Tahini halva has a history that stretches back more than a thousand years. The term halva comes from the Arabic word meaning “sweet,” and while its exact beginnings are uncertain, many historians trace its origins to ancient Persia and the broader Middle East. One of the earliest known halva recipes appears in a 13th-century Arabic cookbook, marking its deep cultural roots in the region’s culinary traditions.
If you’re familiar with the word, but don’t recognise it consisting of tahini, that’s because the word ‘halva’ or ‘halwa’ is used to reference several different desserts depending on the region. There are many different variations from flour-based, to carrot to almond. The one I’m familiar with is the one I grew up eating in Iraq made of tahini, sugar and pistachios.

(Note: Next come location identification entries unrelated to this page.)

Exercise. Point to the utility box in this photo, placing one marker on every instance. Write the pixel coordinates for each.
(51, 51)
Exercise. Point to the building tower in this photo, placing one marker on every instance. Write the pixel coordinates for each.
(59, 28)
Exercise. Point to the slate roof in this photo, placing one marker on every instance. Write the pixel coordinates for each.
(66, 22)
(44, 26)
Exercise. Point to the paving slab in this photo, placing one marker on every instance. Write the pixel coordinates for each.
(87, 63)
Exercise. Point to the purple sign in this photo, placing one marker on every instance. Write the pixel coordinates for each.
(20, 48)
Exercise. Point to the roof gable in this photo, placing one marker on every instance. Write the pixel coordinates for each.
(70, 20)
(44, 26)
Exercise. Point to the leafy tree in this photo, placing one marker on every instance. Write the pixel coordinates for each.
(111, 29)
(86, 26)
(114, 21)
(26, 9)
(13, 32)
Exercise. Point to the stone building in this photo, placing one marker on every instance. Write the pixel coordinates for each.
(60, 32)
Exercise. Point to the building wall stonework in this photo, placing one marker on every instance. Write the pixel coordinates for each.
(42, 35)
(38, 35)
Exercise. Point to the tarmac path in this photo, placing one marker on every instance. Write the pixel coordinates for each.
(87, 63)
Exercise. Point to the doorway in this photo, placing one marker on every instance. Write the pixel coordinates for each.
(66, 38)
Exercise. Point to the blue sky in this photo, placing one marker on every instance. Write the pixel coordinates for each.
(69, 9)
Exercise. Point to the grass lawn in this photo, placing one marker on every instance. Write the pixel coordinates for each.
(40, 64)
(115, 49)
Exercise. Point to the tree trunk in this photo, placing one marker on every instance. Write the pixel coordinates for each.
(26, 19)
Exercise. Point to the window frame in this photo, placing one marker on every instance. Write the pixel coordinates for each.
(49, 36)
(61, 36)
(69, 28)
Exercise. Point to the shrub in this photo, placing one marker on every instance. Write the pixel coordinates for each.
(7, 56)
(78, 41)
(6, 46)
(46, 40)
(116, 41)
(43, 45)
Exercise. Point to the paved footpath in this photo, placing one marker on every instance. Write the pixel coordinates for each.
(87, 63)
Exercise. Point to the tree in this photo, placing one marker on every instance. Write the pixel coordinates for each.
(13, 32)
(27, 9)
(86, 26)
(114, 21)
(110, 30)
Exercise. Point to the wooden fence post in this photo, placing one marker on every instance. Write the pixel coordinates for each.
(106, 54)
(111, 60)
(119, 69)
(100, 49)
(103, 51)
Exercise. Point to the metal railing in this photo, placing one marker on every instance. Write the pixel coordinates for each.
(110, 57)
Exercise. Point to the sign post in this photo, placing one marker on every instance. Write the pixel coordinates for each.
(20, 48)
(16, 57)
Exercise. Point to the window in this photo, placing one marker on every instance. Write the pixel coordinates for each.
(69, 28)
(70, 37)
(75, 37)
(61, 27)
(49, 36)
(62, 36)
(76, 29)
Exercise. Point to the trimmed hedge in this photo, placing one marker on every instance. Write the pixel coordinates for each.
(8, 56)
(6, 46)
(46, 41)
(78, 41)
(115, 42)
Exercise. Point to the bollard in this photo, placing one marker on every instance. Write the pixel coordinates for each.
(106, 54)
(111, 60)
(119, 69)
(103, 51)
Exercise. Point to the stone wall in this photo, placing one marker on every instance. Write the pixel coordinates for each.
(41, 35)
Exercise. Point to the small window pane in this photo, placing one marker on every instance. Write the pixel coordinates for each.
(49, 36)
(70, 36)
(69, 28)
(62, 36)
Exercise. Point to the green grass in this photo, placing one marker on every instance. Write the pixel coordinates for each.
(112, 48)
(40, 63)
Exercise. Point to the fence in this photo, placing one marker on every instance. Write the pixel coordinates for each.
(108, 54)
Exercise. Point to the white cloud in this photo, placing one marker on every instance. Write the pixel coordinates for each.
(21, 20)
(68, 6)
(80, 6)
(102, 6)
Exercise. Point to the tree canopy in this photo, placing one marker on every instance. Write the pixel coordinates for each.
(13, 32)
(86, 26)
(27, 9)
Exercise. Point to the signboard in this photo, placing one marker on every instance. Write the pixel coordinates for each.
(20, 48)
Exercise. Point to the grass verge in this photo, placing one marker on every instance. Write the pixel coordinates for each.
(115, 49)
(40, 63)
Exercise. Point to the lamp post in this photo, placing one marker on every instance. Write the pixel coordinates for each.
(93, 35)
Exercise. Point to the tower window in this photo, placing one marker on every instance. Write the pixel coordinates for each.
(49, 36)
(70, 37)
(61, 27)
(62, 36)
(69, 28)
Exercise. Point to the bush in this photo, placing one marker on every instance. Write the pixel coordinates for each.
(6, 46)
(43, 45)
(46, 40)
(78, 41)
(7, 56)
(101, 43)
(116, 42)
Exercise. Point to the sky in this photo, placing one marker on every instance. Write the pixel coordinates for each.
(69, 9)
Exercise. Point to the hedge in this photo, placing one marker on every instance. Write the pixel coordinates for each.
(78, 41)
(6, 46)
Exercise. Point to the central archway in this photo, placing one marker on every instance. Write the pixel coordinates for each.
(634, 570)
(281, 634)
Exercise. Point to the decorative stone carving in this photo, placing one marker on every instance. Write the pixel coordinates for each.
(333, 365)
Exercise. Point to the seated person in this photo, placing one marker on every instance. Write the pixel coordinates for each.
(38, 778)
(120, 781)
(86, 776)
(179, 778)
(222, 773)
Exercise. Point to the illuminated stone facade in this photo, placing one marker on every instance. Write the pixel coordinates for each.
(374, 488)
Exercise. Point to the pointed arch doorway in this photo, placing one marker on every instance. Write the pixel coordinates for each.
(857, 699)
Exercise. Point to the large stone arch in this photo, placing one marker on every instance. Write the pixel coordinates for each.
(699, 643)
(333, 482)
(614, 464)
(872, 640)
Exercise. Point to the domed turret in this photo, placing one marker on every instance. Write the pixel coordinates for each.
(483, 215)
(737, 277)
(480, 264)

Why I love making this healthy tahini halva recipe:
Anyone who knows me knows how obsessed I am with tahini. I especially love using it in desserts because I think it works so well as a base for sweet treats. Think of it as the peanut butter of the Middle East. The way peanut butter is used in many desserts in the US and UK, tahini can also be used in things like cookies, cakes, etc.
I’m going back to basics with this healthy tahini halva recipe. It’s certainly the most popular way to use tahini in desserts. Usually made up of a basic mixture of tahini and sugar, but sometimes honey. It also usually has some nuts in (like pistachios) for a bit of crunch. It’s super rich, so a couple of spoonfuls is usually all you need to satisfy your sweet cravings.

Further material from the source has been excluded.